We have little time for a God of hope in the rosy circumstances of the western world. In the growing turmoil of WW2 subsequent martyr Dietrich Bonhoeffer dared to observe “men turn to God when they are sore afraid …”, adding perhaps laconically “All men do so, Christian and unbelieving.” I’m not sure whether that is true seventy years after he wrote the words while awaiting execution in a Nazi gaol, but I suspect times of trial may cause a few more people than statistics suggest to cry out to the possibility of a God.

But Isaiah was daring not to believe just for a divinely executed exit strategy from tough times, but with his protégé Martin Luther or indeed the author of Psalm 46, dared to declare

Let goods and kindred go, this mortal life also;
The body they may kill: God’s truth abideth still,
His kingdom is forever.

I do not want to be tested on my ability to hold to Isaiah’s promise of light in darkness should the goings of my own life get tough. Nevertheless the preservation of these words for nearly three millennia, and their entwining over and again, their plaiting together with more and more words of light in darkness and promise amidst despair, suggests that enough people have found in them not just discomfort-abating remedy but deep life-and-death-transforming hope where all else has failed, even when death is the seeming final word.
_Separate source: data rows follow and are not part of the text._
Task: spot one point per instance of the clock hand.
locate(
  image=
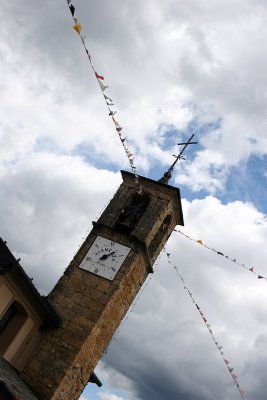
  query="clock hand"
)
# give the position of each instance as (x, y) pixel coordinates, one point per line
(105, 256)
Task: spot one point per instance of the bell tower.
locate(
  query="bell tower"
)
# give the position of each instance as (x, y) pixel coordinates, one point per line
(100, 284)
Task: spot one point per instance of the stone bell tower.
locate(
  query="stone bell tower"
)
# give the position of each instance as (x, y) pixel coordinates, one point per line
(100, 284)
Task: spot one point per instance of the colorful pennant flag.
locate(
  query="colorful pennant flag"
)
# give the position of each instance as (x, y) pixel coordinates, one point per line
(77, 27)
(251, 269)
(72, 9)
(100, 77)
(234, 377)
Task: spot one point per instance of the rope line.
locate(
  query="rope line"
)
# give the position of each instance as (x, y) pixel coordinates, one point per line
(219, 347)
(109, 102)
(251, 269)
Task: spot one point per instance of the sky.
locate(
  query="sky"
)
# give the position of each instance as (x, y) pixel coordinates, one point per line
(173, 69)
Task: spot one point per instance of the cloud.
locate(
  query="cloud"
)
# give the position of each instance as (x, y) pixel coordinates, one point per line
(109, 396)
(172, 70)
(40, 195)
(163, 346)
(172, 65)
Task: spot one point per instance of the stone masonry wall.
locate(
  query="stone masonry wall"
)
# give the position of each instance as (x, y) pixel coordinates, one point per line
(93, 307)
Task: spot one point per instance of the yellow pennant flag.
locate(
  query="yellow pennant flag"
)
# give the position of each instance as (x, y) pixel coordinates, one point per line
(77, 27)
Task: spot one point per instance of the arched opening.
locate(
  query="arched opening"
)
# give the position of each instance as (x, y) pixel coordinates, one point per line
(10, 324)
(130, 216)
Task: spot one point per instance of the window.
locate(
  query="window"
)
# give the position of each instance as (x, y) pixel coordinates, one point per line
(131, 215)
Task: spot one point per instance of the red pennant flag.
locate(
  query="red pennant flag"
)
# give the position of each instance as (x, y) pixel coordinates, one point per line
(99, 76)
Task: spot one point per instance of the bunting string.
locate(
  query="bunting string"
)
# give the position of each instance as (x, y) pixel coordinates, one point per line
(199, 241)
(109, 102)
(208, 326)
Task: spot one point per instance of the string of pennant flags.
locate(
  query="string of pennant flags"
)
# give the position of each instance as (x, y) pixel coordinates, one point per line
(109, 102)
(219, 347)
(234, 260)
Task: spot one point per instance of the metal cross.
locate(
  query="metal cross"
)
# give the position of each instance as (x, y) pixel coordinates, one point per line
(180, 157)
(167, 174)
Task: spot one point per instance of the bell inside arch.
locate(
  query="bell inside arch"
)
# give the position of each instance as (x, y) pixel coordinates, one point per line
(131, 214)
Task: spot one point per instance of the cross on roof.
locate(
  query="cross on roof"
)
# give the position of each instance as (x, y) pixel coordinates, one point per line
(168, 173)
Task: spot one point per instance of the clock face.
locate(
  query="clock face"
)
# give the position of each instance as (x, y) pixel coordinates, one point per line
(105, 257)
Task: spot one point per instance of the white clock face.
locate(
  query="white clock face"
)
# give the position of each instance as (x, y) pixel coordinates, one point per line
(105, 257)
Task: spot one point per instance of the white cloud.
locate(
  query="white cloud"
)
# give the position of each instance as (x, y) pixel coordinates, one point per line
(109, 396)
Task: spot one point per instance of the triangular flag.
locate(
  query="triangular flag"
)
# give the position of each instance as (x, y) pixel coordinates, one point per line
(108, 98)
(115, 122)
(72, 9)
(99, 76)
(77, 28)
(103, 87)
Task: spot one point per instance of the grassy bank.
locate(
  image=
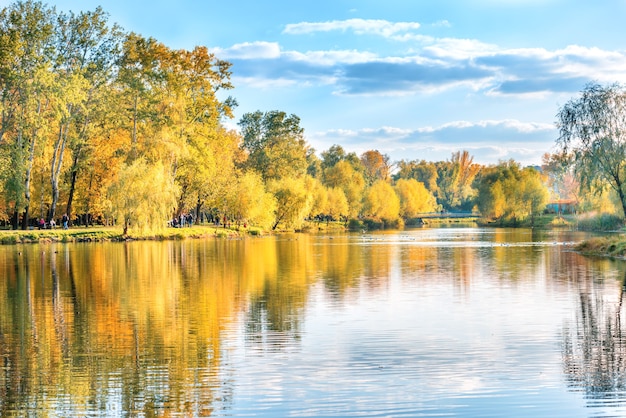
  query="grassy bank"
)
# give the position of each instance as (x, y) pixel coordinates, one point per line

A challenge for us is that we are called to embody this hope in the lives of those around us, we are called to mission Christlike hope and justice and compassion in our quite cosy world. To be honest few of us will succeed terribly well. But we may, as we surrender ourselves over and again to the One we call Light-in-Darkness and Hope-in-Despair, we may participate in that great movement of God’s Spirit that will ultimately birth the New Heavens and New Earth of the vision of later chapters in Isaiah and of the Book of Revelation. It is to that task we are commissioned each time we pray and break bread together.